Aucun geste n’est plus emblématique du métier de vigneron que la taille de la vigne. Il faut admettre qu’il y a des raisons à cela, la plus évidente étant que ce geste initie un nouveau cycle agricole. Mais c’est surtout une pratique qui a deux objectifs : la structuration du cep de vigne et la gestion de la production.
La vigne est une plante pérenne c’est évident ; c’est pourquoi la taille doit prendre en compte l’évolution de l’architecture du pied sur les années à venir. Nous allons sélectionner les rameaux qui vont s’orienter sans trop de contrainte dans le palissage, essayer de maintenir une hauteur de pied conforme à notre système de palissage et repartir le feuillage et la production de façon régulière. A cela, il faut ajouter un concept trop souvent négligé : le respect des flux de sève. Dès la taille de formation, il est important de contraindre le moins possible les flux de xylème (les vaisseaux conducteurs de sève brute) qui alimenteront les feuilles et les grappes. Ce sont des objectifs qui se construisent sur le moyen terme et c’est finalement ce qui rends la taille de la vigne si intéressante : le tailleur doit comprendre le travail entrepris l’année précédente et laisser des indices de son projet aux tailleurs des années suivantes.

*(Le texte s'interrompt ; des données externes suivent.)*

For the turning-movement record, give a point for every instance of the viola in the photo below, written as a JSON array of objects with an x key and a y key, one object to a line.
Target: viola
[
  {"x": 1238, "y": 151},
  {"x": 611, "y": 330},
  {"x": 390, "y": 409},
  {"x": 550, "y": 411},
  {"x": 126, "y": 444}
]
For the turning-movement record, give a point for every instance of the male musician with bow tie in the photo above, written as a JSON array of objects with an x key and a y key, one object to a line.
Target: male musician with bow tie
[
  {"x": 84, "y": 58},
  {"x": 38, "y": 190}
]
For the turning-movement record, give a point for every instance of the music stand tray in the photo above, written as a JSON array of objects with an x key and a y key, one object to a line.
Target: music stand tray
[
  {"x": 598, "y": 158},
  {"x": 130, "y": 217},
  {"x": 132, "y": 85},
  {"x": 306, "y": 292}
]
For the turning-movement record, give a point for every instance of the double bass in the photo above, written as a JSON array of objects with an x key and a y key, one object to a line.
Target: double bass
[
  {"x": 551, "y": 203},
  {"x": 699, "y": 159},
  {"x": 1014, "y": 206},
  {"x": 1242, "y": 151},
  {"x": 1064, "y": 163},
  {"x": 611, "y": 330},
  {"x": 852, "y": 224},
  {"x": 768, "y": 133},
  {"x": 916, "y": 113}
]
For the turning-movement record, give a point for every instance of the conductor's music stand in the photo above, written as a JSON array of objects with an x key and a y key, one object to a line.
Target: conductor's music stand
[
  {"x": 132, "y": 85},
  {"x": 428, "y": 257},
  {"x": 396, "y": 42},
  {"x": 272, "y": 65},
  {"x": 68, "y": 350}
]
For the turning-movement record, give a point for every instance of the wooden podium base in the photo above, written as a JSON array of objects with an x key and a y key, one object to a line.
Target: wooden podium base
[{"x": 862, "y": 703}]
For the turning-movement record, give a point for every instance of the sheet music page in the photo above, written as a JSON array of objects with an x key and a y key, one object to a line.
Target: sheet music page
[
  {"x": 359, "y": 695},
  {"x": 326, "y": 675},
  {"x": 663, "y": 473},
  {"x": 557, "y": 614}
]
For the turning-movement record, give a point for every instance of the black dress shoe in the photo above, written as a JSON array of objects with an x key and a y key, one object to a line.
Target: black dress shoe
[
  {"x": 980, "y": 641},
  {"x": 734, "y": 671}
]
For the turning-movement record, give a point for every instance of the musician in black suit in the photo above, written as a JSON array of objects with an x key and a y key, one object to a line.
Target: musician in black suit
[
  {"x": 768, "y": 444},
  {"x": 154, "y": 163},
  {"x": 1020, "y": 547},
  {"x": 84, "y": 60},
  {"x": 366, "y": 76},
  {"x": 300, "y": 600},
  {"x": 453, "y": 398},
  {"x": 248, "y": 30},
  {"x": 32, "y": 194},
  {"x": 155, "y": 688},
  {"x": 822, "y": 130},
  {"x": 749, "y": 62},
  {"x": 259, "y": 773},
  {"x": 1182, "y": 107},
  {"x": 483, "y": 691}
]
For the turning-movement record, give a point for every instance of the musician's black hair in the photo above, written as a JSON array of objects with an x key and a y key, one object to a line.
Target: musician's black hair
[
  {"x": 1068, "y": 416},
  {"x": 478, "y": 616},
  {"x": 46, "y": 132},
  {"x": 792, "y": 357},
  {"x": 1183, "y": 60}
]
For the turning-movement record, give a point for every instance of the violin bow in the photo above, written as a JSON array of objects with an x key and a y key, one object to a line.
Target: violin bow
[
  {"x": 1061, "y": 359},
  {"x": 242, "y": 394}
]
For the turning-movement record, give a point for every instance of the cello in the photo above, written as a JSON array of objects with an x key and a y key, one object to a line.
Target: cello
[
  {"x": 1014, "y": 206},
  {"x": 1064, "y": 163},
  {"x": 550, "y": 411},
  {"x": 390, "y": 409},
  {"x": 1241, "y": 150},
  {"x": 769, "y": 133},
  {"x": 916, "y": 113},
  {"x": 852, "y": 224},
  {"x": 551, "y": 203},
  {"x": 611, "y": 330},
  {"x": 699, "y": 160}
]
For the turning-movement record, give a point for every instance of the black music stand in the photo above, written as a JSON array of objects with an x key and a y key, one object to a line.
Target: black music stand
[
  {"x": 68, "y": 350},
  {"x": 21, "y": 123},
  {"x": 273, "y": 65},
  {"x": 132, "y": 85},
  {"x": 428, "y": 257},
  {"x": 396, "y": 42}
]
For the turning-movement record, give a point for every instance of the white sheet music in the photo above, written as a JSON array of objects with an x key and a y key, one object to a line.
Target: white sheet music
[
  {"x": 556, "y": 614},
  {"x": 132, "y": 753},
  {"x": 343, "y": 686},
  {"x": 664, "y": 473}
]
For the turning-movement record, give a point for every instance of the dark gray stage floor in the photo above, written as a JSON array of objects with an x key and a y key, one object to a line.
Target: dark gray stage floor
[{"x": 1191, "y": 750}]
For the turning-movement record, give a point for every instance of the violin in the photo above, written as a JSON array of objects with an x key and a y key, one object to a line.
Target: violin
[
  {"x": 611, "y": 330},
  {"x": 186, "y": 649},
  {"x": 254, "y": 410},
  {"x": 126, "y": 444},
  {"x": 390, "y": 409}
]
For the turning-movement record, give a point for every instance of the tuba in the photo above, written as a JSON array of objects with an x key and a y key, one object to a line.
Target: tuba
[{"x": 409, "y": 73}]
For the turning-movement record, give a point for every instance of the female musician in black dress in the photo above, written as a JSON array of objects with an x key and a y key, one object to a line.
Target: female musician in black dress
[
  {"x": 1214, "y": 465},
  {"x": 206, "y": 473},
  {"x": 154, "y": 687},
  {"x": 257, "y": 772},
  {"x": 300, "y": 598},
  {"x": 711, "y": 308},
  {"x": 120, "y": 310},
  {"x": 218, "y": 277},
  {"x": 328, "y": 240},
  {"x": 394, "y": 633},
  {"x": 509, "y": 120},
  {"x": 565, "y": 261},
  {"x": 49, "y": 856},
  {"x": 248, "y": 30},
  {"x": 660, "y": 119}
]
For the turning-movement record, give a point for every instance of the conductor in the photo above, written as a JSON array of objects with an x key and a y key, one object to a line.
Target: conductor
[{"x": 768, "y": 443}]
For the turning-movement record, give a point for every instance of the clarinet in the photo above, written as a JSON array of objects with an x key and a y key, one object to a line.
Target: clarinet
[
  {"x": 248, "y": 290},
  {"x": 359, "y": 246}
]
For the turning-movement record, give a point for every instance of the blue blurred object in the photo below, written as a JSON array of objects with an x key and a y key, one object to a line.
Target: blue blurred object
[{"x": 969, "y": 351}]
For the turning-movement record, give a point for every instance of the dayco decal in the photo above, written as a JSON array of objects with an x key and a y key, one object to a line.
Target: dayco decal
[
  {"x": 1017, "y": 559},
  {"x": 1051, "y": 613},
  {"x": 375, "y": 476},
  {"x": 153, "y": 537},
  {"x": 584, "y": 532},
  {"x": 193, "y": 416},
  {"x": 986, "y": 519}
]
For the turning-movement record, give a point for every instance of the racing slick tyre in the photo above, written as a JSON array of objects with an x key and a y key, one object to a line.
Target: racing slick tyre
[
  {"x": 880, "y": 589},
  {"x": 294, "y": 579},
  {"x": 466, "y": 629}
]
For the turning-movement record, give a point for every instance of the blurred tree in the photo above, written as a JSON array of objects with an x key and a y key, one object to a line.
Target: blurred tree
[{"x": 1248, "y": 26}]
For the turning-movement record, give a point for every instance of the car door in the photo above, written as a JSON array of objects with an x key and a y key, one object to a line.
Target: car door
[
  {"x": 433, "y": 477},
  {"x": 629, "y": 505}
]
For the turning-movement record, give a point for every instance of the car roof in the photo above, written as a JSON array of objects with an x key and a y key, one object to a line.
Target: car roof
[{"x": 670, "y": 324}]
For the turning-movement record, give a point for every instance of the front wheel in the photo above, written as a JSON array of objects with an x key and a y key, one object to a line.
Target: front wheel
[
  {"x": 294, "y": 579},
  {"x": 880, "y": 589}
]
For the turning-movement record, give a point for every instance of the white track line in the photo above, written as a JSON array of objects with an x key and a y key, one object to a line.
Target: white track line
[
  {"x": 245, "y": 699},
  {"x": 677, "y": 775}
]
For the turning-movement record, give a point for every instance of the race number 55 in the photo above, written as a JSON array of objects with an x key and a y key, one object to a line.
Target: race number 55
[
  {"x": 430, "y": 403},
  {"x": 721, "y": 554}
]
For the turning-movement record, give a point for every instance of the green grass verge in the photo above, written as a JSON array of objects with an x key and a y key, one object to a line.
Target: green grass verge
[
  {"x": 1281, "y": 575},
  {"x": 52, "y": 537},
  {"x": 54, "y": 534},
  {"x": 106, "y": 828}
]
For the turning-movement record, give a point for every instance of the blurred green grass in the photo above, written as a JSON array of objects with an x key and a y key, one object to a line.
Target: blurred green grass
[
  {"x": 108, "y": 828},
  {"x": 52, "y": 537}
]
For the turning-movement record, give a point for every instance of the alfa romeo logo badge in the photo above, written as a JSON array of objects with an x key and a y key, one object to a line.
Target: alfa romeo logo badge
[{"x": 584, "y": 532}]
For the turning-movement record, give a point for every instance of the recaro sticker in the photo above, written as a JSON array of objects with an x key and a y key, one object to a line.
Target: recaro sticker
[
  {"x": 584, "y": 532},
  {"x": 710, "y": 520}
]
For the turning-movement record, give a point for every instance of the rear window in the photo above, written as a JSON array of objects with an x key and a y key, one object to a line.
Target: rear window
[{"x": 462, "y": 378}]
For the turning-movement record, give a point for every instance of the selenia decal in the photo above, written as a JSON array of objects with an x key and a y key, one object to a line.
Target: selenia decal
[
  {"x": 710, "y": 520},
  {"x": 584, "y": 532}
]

Au cours de la fin de l’été précédent, la taille a lieu l’induction florale ; au moment de la taille les ébauches de fleurs de vigne sont donc déjà formées. Nous avons donc un potentiel de production que nous allons patiemment essayés de préserver à partir de ce moment. Cette préservation commence par la recherche d’un équilibre de production qui consiste à ne pas exiger de la plante une charge supérieure à ce qu’elle peut supporter. Un excellent indicateur sera d’observer au moment de la taille la plante dépourvue de feuille et de chercher les éléments qui permettent d’évaluer sa vigueur. Le volume de végétation, est un excellent indicateur. Si la vigne n’a pas atteint le haut du palissage, ou au contraire si elle a été régulièrement rognée, nous en apprenons beaucoup. Mais à titre personnel, mon indicateur préféré reste le diamètre des sarments. On vise des sarments d’un diamètre proche d’une cigarette, des sarment plus gros montrent une vigueur un peu excessive et peut justifier une charge en bourgeons supérieure, là où des sarments plus frêles peuvent conduire à une charge plus modérée. Il ne faut pas craindre de limiter le nombre de bourgeons, une vigne qui doit assumer un trop grand nombre de bourgeons n’aura pas une floraison efficace, sera plus sensible aux épisodes de fortes chaleurs et le rendement sera forcément amputé par la suite.
Retenons qu’il est très compliqué d’augmenter sa production au moment de la taille. Si la production n’est pas régulièrement assurée pour des raisons de vigueur, il est plus sage de prendre du recul et de mettre en place un plan de moyen terme ayant pour objectif d’améliorer la vigueur à l’échelle de la parcelle. De la même façon, chercher à limiter le rendement par la taille montre rapidement ses limites ; il aura par la suite une compensation sur les autres composantes de rendement (par exemple la taille de la baie).
La taille, par sa symbolique et par l’intelligence et la finesse qu’elle nécessite, mérite amplement son statut de geste iconique du vigneron.